Artikel in der "Jüdischen Wochenzeitung für Kassel, Kurhessen und Waldeck" vom 13. Mai 1927:  "Gießen. Vor drei Jahren ging an der hiesigen Universität das Lektorat für rabbinische Wissenschaften, das zuletzt Dr. Weinberg innehatte, aus Mangel an den nötigen Mitteln ein. Rabbiner Dr. Sander bewirkte, dass der hessische Landesverband 2.000 Mark, der württembergische100 Mark und der bayrische 300 Mark bewilligte. Auch trat man an den Preußischen Landesverband heran, mit dem Hinweis, dass es sich nicht um eine speziell hessische, vielmehr um eine Angelegenheit der gesamten Judenheit handle, die allen in Gießen Studierenden zugute käme. - Am 6. Juni begeht die Religionsgemeinschaft die Feier des 60jährigen Bestehens der 1867 erbauten Synagoge, die 1892 beim 25jährigen Jubiläum noch eine Vergrößerung erfuhr. Aus diesem Anlass findet ein Festgottesdienst statt. - Kürzlich verstarb hier Justizrat Dr. Katz. Der Verstorbene war der erste Jude, der in Hessen zum Notar ernannt wurde. Er war ein hervorragender Jurist, besonders geschätzt als Kriminalverteidiger." 
Anmerkungen: - Dr. Weinberg: https://de.wikipedia.org/wiki/Jechiel_Jaakov_Weinberg
- Rabbiner Dr. Sander: https://de.wikipedia.org/wiki/David_Sander     

   
Verworfene Revision des Nationalsozialisten Haselmeyer - Renovierung des Gemeindehauses der Religionsgemeinde (1927)     

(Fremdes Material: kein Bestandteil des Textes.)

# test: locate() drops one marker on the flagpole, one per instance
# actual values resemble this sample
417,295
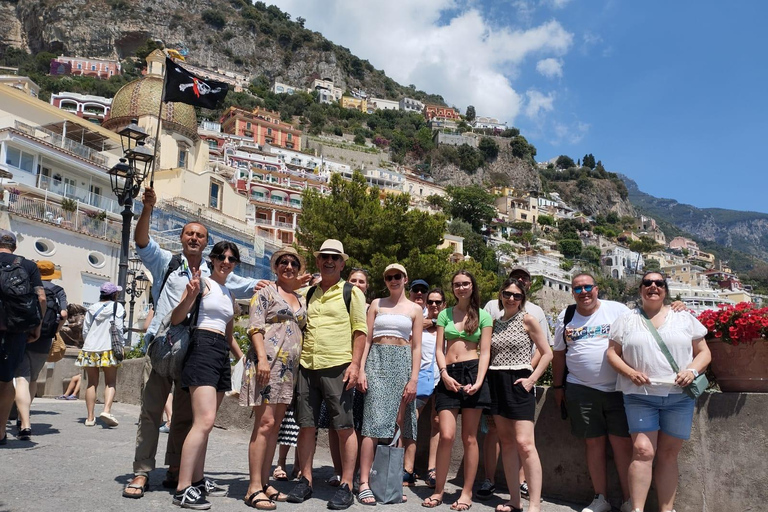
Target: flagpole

Artikel in der "Jüdischen Wochenzeitung für Kassel, Kurhessen und Waldeck" vom 20. Mai 1927:  "Gießen. (Verworfene Revision des Hakenkreuzlers Haselmeyer). Die Strafkammer Gießen verurteilte seinerzeit den Journalisten Haselmeyer (Frankfurt, jetzt Erlangen) zu zwei Monaten Gefängnis wegen Vergehens nach § 8,1 des Republikschutzgesetzes, sowie nach § 130 Strafgesetzbuch (Aufreizung zum Klassenhass). Der Angeklagte hatte in einer erregt verlaufenden Versammlung in Hungen die Republik einen 'Saustall' genannt, die mit Gewalt von den Juden gereinigt werden müsse. Er hatte aufgefordert, die Juden zu beseitigen, da sie einer Spinne gleichend ihre Netze überall hin ausbreiteten und alles auslaugten. Sie schändeten deutsche Frauen und Mädchen, und das einzige Mittel gegen sie bestehe darin, sie, wie die Drohnen im Bienenvolke, mit Gewalt zu beseitigen. Der üble Hetzer muss nun wohl oder übel seine Gefängnisstrafe abbrummen, da die dritte Instanz, der erste Strafsenat des Reichsgericht die Revision kostenpflichtig verwarf. - Renovierung des Gemeindehauses. Das Gemeindehaus der Religionsgemeinde wurde gründlich renoviert. Der Betsaal in nüchterner Art der neunziger Jahre gehalten, wurde stilvoll mit lebhaften Farben dekoriert."      

  
An den Universitätskliniken soll eine Koscherküche eingerichtet werden und andere Mitteilungen (1927)      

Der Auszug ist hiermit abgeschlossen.